Questi svedesi sono completamente pazzi. Avendo già ascoltato 'Stockholm Marathon', una maratona di un'ora e mezza di musica cosmica ripetitiva fino allo spasimo, mi sono avvicinato al nuovo disco dei Kungens Man in maniera incerta. Ciononostante, sebbene la base di partenza da cui muove questo ensemble di musica rock psichedelica di Stoccolma (Mattias Indy Petterson, Hans Hjelm, Mikael Tuominen, Magnus Ohrn, Peter Erikson) formato nel 2012 sia sempre quella kosmische musik ritornata in auge negli ultimi anni, va detto che in questo ultimo disco, 'Dag & Natt' (Adansonia Records), ho colto degli spunti interessanti oltre che finalmente una certa varietà nelle composizioni.

A latere che le proposte tipiche caratterizzate da ossessioni e compulsioni Maserati ('Samtidigt', 'Aftonstjarnan') e una sezione ritmica Neu! il gruppo innova proponendo sessioni di psichedelia cosmica contaminata con sperimentalismi jazz ('Morgonrodnad') che rimandano agli Heliocentrics e in alcune casi fanno sfoggio nell'uso delle chitarre di sfumature Calexico ('Natt'). Sonorità 'fusion' che riproposte in un contesto di impazzimento noise delle chitarre elettriche come 'Eff tappat perspektiv' creano riverberazioni sonore infinite che si conficcano tutte quante velocissime nelle nostre cervella come scaglie impazzite di ghiaccio fino a comportare quello stato definito come 'brain freeze'.

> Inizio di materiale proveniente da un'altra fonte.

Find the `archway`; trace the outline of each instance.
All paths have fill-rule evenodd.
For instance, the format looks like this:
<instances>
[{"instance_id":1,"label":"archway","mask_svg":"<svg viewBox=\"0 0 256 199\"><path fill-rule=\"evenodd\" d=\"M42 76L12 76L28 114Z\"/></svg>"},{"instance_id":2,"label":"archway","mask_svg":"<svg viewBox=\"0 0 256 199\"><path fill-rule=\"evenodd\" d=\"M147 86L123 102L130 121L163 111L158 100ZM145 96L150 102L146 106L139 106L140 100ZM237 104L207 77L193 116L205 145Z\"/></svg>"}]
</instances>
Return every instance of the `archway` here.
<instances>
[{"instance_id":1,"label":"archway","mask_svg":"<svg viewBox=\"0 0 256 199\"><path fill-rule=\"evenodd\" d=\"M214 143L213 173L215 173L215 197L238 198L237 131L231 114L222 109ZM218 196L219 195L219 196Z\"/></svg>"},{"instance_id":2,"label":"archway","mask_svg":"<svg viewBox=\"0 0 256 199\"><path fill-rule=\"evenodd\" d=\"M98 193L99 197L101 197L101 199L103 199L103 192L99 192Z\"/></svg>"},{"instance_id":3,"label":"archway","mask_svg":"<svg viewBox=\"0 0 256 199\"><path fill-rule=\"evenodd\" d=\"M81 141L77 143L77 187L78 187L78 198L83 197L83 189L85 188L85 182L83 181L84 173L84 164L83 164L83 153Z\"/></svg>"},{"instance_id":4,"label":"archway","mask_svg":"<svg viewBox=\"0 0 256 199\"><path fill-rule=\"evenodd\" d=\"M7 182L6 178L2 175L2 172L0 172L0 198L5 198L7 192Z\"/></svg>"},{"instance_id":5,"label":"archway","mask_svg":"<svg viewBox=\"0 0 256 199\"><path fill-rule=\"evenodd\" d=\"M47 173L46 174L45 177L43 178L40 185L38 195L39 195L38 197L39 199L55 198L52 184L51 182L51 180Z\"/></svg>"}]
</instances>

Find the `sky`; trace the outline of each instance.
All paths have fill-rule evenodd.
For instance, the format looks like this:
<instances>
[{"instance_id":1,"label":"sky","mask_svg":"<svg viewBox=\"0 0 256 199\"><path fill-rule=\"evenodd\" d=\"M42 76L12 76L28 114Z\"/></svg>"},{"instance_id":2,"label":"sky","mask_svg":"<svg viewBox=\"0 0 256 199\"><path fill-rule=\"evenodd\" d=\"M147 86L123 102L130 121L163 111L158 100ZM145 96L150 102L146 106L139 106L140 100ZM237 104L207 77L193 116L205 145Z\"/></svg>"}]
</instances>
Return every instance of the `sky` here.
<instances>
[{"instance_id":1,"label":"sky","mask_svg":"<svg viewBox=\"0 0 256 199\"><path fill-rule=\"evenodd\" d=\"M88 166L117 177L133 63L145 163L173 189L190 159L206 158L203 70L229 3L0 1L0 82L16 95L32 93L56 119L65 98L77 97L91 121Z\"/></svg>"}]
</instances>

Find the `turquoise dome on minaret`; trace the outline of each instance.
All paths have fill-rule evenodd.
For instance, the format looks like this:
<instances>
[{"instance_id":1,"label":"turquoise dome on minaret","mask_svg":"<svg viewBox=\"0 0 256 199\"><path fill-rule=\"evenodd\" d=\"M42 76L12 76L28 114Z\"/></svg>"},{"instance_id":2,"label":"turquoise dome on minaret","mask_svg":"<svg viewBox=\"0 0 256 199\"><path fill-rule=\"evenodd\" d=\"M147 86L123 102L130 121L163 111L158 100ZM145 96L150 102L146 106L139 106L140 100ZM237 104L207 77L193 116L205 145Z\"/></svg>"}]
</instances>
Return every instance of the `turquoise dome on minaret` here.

Il sound del gruppo è più solido e concreto rispetto al passato, le linee di basso sono dominanti, mentre le chitarre in alcuni casi potrebbero in parte ricordare una 'sostanza' Wooden Shjips. 'Dag' è una specie di canto di battaglia e una chiamata alle armi, disseppellire l'ascia da guerra, please; 'Maner tur och retur' rimanda a manierismi dronici e orientali nello stile Bardo Pond più meditativi, la conclusiva 'Cirkeln ar slut' è una traccia composta da sole onde sonore che echeggiano nello spazio raggiungendo da distanze siderali la lontana sonda Galileo e che ci fa pensare immediatamente a Sonic Boom.

In definitiva, rispetto al passato, c'è molta più carne a cuocere, anche se non c'è nessun 'distinguo' in particolare che potrebbe portarvi a considerare in maniera speciale questo gruppo rispetto al grosso calderone in cui sono incluse tutte le nuove proposte del genere. Cionondimeno, se avete dato una opportunità a tutti gli altri, perché non dare un ascolto anche a questo gruppo di matti e la cui ultima preoccupazione nella vita è probabilmente proprio quella di non essere particolarmente innovativi.